BACK IN THE EARLY 80'S, it wasn't unusual to sometimes meet up with some of the 500+ people back then, who were international subscribers to the PCAS Newsletters and Journals. PCAS was then a team of three people. We treated managing the society as a hobby! Often we would spend a weekend in London, Sheffield or Bristol, meeting many of those members who loved Peter Cushing, Hammer films and anything connected! We would always take gifts of some stills or a press book, for anyone we were meeting! One trip, I remember well, was a three day trip to Paris. It was a hoot! We arranged to meet outside Notre Dame Cathedral. Peter Cushing always had, and still does have, a very healthy crowd of 'fans' in France! I only knew one of the people we were meeting in that crowd, one Jacqueline Carron! We had spoken on the phone and written a few times. this was PRE internet, remember! My French was a joke, but her English, perfect! The group we were meeting all knew each other, so we were the visitors. They were the kindest, most polite people, generous with time, they didn't want us to leave! Some brought their partners and Mum's along too! We walked, talked and eventually, all as planned spent the evening at Jacqueline's home, watching anything and everything, we had managed to record or copy of Peter Cushing on video!  Jacqueline lived a short distance from the Cathedral, and the towers could be seen from her living room. The following morning, we met again for a coffee and took pics of our new 'Cushing friends' under the shadow of the Cathedral towers....it was a special time...


Sunday 1 July 2018

THE MAKING OF THE LEGEND OF THE WEREWOLF : PART ONE


THIS IS THE FIRST PART of a series of features, focusing on THE MAKING OF THE LEGEND OF THE WEREWOLF. This is quite a different series, compared to our usual theme of features on the work of PETER CUSHING. Each of our six parts will not just be looking at Cushing, the cast and a critque of the finished film, but we will also spend time hearing from the production crew, lighting, set design and the diector and producer.  TYBURN FILMS were quite an unusual production company. At the time studios and companies were struggling to finance and make features, Tyburn approached the problem with a different concept, which makes this series all the more interesting. Peter Cushing appeared in four productions with Tyburn over the years. Three films, THE GHOUL (1975) THE LEGEND OF THE WEREWOLF and THE MASKS OF DEATH, also a biographical tv programme called ONE WAY TICKET TO HOLLYWOOD. Tyburn's CEO Kevin Francis, first met Peter Cushing when he was working and finding his feet, for Hammer films. Both he and Cushing became friends, as Francis was such a fan of his work and Hammer films. The friendship helped too when Francis was looking for a top name, when casting his first Tyburn productions, it was a friendship that would grow even closer during and after Cushing's last few years. 




ACTING UP!

OBVIOUSLY, film acting has never been just a simply 'act' of learning your lines and saying them with as much conviction as you can! There are various technical things to think about, like keeping in frame, leaving seconds at the beginning of takes, so the editor can get in, and keeping enegies the same in the master shot, close ups and cut aways. The script for THE LEGEND OF THE WEREWOLF was like many scripts that director FREDDIE FRANCIS worked with for another film production company to, AMICUS FILMS. LEGEND had a script where actors were given a certain amount of freedom in interpreting the script! Peter Cushing played the role of Paul Cataflanque, a skilled forensic surgeon. Here he explains his methods of performance for camera, and preparing for a role.

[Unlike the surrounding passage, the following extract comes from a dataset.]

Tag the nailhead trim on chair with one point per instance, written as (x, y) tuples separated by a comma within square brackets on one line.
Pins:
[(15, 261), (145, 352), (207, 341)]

CUSHING AND THE LEGEND OF THE WEREWOLF SCRIPT : CHANGES

PETER CUSHING: 'I DO THE SAME THING on all film scripts. A play that's written for the theatre, it's altered sometimes but it's done in a very different way. A film script is such a technical thing, it's altered so much during the original writing that sometimes the dialogue does get a little out of hand. They've been concentrating on something else so much that in the end they can't see the wood for the trees, but when an actor sees the script for the first time he is able to see these little problems . Then there are also certain ways of making exactely the same sense but saying the line in a way that is better for the character. But one never alters the gist of what is being said because obviously if you alter that you alter the whole script. And then, a script is over written, becauseit's much better to cut out, if you are over time, than to try and add on if you are under, because it's when you add on, that begins gto show a little, unless you have given it great thought to it. So scripts are usually overwritten to about ten minutes so that you can cut ten minutes offand come down to the required hour or hour and a half, or whatever you want'.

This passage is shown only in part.